Ask HN: Do you brainstorm regularly? - jaytee_clone

1. How often do you brainstorm?<p>2. Do you do it for work or for fun?<p>3. Do you do it by yourself or with others?<p>4. What brainstorming techniques do you employ?
======
Xurinos
I just think. I first strive to understand a concept, and then I put myself in
the shoes of the actors affected by the concept. It evolves in my mental
vision, and abstractions flutter around, interact, and connect in appropriate
places. Eventually I have a pretty complete Vision in the abstract, the
interesting implementation details mostly worked out and the uninteresting
details glossed over.

This is often most effective in the course of a shower, kinda my meditation
time under the water, allowing my mind to drift and play with interesting
problems. However, I use the same approach for problems at the workplace or
pretty much any problem I encounter in life.

I believe less in random brainstorms and more in looking at the big picture.
Also, I do not mind trying things out, even if they seem improbable, just to
see if they work anyway.

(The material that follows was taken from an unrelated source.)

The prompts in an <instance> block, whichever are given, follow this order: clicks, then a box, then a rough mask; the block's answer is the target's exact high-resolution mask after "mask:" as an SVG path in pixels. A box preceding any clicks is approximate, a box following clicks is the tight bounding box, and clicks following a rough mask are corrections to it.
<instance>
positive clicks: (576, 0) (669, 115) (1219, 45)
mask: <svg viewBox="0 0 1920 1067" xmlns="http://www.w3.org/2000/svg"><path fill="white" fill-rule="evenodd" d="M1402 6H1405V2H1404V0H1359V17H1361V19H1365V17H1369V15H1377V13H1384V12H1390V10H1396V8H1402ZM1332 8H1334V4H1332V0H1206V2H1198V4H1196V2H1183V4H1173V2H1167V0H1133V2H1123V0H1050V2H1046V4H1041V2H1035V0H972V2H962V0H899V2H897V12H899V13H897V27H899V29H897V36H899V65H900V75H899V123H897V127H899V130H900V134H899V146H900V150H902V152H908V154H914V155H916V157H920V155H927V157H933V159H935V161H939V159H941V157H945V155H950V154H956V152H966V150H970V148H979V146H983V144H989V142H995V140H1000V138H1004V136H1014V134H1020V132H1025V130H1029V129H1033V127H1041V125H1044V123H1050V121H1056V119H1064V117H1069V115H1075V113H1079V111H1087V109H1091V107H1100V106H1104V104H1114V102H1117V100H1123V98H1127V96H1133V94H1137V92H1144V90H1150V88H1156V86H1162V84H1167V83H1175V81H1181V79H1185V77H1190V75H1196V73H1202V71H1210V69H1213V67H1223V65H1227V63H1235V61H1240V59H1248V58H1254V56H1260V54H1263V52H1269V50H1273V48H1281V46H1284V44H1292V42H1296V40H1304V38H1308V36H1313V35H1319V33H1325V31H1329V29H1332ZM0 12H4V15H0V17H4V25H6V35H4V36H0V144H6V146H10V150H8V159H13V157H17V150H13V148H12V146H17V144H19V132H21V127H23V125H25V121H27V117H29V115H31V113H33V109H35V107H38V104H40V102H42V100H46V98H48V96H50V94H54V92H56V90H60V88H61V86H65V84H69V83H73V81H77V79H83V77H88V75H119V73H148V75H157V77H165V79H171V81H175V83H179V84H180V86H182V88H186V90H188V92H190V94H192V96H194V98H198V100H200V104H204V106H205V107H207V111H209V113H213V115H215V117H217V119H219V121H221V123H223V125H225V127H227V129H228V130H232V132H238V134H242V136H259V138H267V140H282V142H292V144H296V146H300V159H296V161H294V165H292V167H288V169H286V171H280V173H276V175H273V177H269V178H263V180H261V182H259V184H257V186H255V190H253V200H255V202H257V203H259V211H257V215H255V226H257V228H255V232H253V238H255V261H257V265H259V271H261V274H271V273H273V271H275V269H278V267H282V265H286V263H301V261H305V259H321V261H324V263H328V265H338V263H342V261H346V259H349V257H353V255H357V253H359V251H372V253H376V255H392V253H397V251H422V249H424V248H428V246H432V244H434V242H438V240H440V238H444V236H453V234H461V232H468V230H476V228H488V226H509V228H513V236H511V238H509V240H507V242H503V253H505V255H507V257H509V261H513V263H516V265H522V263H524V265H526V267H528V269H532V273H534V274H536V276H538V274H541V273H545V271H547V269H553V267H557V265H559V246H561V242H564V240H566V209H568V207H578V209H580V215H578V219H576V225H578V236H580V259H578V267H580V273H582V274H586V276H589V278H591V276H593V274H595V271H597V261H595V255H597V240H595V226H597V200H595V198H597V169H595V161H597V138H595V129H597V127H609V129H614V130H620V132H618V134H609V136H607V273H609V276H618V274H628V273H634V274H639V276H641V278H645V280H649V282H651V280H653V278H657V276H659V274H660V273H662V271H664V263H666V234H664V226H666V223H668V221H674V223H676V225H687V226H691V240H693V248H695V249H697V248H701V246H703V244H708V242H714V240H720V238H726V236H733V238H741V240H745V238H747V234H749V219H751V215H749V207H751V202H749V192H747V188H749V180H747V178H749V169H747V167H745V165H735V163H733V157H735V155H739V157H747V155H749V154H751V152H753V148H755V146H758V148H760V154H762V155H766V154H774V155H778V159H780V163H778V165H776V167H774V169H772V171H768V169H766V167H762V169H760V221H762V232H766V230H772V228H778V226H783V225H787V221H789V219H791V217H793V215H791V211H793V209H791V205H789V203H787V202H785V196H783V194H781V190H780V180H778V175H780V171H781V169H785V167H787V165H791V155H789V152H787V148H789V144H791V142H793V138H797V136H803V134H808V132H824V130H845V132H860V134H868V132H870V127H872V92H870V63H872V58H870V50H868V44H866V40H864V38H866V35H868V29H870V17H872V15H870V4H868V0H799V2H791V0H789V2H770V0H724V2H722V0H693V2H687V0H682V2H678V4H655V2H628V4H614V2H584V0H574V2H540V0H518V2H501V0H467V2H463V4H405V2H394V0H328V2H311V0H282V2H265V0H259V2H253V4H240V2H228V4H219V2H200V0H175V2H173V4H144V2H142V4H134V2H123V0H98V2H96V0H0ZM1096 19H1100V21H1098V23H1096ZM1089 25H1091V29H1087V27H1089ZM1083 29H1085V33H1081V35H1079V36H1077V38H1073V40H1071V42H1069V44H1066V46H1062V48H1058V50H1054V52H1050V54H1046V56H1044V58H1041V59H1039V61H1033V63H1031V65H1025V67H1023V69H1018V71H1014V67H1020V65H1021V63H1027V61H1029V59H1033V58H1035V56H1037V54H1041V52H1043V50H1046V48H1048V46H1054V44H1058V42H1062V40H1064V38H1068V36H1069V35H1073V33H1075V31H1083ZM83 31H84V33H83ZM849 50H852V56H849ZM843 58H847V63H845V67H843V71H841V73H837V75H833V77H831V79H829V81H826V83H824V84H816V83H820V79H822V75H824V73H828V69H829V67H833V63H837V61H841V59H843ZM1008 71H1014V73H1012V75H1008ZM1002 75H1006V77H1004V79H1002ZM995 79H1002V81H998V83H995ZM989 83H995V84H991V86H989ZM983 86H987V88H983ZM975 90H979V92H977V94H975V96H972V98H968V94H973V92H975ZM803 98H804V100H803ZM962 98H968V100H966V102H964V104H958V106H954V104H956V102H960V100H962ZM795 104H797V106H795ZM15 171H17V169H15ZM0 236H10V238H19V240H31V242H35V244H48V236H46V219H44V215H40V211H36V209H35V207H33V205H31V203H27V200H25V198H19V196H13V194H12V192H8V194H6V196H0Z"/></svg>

There is a certain limit to dreaming about things. I
balance the practical with my problem-solving.

------
scorpioxy
My boss likes to "brainstorm", I don't. These meetings are usually filled with
half-baked plans that tend to break later on and me after a few weeks left
fixing the mess.

I rather tend to take a philosopher's walk and think things through. Then I
try to forget about it and work on something else for a while so that the plan
develops.

------
imp
Rarely, usually only when I'm stuck on a problem or before I begin long-term
planning for a website. It's usually both work and fun. By myself. No
techniques, just a fat sharpie marker and lots of blank scrap paper. Sometimes
I tape up pages to the wall around my desk to help visualize ideas.